GO Transit warned Thursday morning that its service “may be busier than usual.”
Regional transit for the Greater Golden Horseshoe region in southern Ontario said rail service had been suspended at Hamilton GO Centre and on the Milton Line, which runs through Mississauga to Union Station in downtown Toronto.
In Vancouver, TransLink said it was suspending West Coast Express service, while Exo said its Candiac, Saint-Jérôme and Vaudreuil/Hudson lines in the Montreal area would not operate.
Pressure from industry and government to break the deadlock has been building for weeks, and now that work stoppages have begun, calls for a solution are likely to grow even louder.
According to the Canadian Railway Association, the companies together transport goods worth a billion dollars every day. Many shipments have been stopped preventively to prevent cargo from becoming stranded.

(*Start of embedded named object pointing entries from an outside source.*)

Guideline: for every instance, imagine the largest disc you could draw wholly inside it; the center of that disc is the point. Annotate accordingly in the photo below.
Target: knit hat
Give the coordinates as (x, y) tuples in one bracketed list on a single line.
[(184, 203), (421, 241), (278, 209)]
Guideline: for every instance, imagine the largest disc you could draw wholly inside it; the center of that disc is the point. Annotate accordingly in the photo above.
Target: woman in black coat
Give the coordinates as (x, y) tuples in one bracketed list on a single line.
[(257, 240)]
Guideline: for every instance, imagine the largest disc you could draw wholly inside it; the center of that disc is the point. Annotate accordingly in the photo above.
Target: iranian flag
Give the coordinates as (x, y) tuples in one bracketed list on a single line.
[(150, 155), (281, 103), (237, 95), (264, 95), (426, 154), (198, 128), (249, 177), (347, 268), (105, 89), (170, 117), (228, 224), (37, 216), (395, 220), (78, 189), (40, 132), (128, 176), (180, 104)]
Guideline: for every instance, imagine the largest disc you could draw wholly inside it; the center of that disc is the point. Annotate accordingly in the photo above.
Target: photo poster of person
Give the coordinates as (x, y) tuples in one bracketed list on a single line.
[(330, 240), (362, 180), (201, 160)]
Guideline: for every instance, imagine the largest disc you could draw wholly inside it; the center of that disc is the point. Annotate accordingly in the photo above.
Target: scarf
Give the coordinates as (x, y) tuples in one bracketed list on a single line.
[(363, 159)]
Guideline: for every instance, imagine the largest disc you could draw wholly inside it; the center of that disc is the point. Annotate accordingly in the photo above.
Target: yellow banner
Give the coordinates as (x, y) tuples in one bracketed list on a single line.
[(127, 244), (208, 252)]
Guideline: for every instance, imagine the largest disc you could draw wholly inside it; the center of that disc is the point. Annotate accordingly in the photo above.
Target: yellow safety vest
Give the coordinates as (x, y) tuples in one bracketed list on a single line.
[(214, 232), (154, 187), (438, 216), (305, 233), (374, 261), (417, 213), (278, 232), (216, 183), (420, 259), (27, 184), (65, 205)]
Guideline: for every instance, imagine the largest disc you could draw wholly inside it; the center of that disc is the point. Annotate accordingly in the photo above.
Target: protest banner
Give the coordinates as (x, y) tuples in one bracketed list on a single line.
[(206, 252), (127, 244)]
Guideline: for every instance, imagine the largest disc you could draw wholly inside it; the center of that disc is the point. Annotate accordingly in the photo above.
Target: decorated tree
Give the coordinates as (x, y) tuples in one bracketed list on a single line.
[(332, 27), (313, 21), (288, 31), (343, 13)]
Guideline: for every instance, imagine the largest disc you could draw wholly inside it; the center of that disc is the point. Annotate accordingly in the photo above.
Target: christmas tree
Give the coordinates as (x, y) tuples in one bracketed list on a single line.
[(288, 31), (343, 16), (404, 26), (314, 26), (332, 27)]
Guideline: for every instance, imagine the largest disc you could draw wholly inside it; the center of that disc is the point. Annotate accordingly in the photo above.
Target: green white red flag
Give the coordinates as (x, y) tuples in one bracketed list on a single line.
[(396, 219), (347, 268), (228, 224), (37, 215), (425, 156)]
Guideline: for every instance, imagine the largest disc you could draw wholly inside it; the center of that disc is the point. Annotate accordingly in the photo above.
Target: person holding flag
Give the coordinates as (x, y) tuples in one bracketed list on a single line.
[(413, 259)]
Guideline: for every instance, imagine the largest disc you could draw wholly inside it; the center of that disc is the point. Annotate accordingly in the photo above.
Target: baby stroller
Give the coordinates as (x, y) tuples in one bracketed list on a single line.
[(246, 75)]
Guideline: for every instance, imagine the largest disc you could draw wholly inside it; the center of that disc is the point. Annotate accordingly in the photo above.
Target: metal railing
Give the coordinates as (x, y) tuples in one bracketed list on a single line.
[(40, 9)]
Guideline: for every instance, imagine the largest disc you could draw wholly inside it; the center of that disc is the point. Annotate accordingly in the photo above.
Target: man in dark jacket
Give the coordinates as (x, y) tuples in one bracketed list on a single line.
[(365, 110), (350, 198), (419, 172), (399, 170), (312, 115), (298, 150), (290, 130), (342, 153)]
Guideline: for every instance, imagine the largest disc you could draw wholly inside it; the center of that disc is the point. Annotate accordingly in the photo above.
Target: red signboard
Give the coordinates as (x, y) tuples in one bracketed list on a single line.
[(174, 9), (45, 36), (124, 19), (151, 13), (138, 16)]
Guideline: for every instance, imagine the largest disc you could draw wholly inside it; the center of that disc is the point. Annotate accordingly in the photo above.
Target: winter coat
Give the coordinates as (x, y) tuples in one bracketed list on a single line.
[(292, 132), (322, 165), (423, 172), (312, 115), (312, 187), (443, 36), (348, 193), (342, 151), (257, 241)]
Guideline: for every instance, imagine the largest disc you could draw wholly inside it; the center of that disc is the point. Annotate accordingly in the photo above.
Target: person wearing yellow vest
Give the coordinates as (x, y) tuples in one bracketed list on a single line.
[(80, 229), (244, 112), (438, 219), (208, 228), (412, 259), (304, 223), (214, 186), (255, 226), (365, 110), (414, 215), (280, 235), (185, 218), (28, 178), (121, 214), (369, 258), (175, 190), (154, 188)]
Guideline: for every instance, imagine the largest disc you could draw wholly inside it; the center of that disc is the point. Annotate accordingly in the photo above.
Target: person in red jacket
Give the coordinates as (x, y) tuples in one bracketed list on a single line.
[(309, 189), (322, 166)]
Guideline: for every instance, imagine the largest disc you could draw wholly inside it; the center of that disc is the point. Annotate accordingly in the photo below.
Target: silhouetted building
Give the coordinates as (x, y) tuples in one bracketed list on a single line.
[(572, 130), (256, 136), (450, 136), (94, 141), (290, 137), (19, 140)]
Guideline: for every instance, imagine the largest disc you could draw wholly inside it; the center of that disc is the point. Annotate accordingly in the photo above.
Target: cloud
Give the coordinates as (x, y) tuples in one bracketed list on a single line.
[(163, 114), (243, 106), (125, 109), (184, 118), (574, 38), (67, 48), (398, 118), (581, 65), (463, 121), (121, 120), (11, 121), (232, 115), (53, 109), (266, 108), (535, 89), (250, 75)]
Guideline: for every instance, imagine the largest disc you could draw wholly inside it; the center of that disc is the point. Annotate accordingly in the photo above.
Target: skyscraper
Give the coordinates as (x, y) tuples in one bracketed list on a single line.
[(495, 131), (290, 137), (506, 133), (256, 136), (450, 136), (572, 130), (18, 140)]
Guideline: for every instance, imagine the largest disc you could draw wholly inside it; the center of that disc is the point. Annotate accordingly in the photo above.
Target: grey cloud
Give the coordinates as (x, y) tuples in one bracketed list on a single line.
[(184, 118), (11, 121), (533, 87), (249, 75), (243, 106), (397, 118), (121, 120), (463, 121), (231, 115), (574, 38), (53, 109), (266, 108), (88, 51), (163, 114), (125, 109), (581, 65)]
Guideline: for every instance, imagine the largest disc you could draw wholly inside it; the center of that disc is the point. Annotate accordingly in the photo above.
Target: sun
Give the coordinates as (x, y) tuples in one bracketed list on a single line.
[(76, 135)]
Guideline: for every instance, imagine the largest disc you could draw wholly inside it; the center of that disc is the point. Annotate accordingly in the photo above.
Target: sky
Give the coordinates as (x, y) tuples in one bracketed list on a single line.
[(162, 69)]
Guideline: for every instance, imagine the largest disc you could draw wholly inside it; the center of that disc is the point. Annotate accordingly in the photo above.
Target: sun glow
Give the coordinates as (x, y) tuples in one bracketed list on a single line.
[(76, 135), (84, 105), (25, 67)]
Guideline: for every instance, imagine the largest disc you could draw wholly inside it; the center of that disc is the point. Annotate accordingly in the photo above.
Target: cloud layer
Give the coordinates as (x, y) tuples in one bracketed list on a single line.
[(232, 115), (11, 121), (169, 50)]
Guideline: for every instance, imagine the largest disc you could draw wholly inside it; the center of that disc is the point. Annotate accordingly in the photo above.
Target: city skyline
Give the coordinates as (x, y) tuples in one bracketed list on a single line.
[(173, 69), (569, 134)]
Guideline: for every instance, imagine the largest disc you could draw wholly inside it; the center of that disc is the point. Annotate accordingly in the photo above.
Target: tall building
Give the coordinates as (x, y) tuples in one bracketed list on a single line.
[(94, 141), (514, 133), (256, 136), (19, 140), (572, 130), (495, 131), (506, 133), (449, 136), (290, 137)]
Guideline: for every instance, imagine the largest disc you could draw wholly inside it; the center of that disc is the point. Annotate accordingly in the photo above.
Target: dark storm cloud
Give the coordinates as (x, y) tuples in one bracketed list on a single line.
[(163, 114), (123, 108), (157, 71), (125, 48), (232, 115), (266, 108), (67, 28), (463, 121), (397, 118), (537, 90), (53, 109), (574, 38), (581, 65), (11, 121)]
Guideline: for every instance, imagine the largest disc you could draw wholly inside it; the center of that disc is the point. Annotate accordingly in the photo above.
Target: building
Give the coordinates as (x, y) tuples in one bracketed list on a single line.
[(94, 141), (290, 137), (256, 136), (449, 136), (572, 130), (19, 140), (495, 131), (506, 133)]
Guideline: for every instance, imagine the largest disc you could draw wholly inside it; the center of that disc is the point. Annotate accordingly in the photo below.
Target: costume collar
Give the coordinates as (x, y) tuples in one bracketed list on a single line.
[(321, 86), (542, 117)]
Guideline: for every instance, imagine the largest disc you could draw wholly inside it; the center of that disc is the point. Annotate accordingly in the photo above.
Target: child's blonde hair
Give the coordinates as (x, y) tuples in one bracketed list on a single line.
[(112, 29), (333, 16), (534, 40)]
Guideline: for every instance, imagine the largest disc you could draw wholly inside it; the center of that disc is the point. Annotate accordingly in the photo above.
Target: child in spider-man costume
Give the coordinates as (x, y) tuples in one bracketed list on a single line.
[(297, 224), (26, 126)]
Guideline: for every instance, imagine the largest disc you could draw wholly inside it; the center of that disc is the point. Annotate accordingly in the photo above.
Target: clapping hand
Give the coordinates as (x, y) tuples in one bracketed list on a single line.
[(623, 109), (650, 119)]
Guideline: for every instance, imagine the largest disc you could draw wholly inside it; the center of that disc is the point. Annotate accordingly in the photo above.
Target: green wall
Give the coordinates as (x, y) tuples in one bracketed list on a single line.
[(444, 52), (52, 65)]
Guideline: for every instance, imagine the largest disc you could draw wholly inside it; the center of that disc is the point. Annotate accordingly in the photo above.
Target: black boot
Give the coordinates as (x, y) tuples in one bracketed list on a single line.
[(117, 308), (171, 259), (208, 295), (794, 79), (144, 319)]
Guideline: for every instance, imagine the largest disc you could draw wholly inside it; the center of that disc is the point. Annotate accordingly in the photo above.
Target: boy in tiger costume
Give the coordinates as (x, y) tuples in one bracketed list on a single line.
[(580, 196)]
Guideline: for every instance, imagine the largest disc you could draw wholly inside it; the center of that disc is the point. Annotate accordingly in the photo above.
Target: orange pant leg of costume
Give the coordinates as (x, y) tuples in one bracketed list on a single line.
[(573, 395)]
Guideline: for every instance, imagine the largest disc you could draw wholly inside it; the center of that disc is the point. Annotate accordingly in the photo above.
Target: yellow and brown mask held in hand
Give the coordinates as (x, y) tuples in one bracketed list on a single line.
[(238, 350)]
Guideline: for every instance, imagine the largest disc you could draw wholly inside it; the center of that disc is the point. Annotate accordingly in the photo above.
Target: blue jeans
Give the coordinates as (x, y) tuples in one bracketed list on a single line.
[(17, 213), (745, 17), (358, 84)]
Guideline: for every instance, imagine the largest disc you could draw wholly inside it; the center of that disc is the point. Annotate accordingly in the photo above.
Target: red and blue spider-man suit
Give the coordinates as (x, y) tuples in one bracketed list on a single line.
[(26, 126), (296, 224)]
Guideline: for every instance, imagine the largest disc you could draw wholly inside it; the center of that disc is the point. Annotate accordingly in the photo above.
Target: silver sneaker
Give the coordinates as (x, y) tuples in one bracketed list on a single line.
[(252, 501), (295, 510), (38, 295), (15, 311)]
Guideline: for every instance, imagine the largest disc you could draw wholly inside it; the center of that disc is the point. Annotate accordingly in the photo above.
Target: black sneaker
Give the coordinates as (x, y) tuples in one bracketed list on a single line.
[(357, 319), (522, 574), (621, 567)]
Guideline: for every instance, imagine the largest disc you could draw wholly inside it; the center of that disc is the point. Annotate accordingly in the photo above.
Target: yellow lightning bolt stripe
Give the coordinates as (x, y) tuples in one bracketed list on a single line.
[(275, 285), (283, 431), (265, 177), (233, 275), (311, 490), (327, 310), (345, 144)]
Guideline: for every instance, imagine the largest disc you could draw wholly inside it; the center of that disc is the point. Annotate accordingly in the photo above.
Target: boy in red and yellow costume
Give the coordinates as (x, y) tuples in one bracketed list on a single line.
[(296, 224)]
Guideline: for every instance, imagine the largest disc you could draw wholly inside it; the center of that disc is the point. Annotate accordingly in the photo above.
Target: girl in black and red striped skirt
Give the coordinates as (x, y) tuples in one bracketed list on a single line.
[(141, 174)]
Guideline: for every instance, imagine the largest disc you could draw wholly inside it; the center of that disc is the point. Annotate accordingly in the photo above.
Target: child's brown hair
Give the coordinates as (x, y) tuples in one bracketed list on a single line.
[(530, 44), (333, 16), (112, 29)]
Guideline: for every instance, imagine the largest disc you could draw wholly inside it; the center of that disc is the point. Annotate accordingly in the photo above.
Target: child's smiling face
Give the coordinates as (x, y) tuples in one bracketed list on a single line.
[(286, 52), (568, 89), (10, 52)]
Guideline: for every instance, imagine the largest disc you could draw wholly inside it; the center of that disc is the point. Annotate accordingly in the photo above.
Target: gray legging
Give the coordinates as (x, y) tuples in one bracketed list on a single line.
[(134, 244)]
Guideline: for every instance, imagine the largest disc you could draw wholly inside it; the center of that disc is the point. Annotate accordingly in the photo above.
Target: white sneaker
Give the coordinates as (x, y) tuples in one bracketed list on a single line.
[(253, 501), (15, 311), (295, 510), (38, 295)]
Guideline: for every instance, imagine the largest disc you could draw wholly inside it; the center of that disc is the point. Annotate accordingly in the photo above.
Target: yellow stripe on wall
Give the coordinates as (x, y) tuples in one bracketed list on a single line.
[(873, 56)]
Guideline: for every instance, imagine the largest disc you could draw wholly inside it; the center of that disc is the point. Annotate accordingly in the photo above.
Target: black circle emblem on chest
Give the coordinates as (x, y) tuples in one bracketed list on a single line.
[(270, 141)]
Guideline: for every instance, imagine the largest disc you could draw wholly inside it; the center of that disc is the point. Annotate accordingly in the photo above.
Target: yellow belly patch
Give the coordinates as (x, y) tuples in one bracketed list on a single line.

The parties negotiated late into the night on Wednesday in hotels in Montreal and Calgary before the talks were broken off shortly before midnight.
Each side accused the other of not wanting to negotiate seriously.
“The railroads don't care about farmers, small businesses, supply chains or their own employees. Their only focus is increasing their profits, even if it means putting the entire economy at risk,” Teamsters President Paul Boucher said in a statement early Thursday morning.
Negotiations took place in separate negotiations between each company and the Teamsters, which represent 6,000 CN workers and 3,300 CPKC workers.
CN said it had negotiated in good faith over the past nine months.
“The company has consistently made serious offers, including better wages, longer rest periods and more predictable work hours. However, the Teamsters have shown no urgency or desire to reach an agreement that is good for workers, the company and the economy,” CN said.
CPKC called for binding arbitration, saying the union had made “unrealistic demands.”
Business associations also called on the government to intervene and introduce binding arbitration procedures for the duration of the proceedings and to ban strikes and lockouts.
Prime Minister Justin Trudeau on Wednesday called on both sides to work out an agreement at the negotiating table.
The sectors affected include agriculture, mining, energy, retail, automotive and construction. The US railroad also had to reject shipments to Canada.
Shippers south of the border also rely on Canada's two main rail lines, whose tracks run to the Gulf of Mexico and, in the case of CPKC, to several Mexican ports.
Meanwhile, Canadian ports fear that containers will pile up at docks as cargo remains unmoved, creating congestion along the route and causing some carriers to divert their routes to U.S. terminals.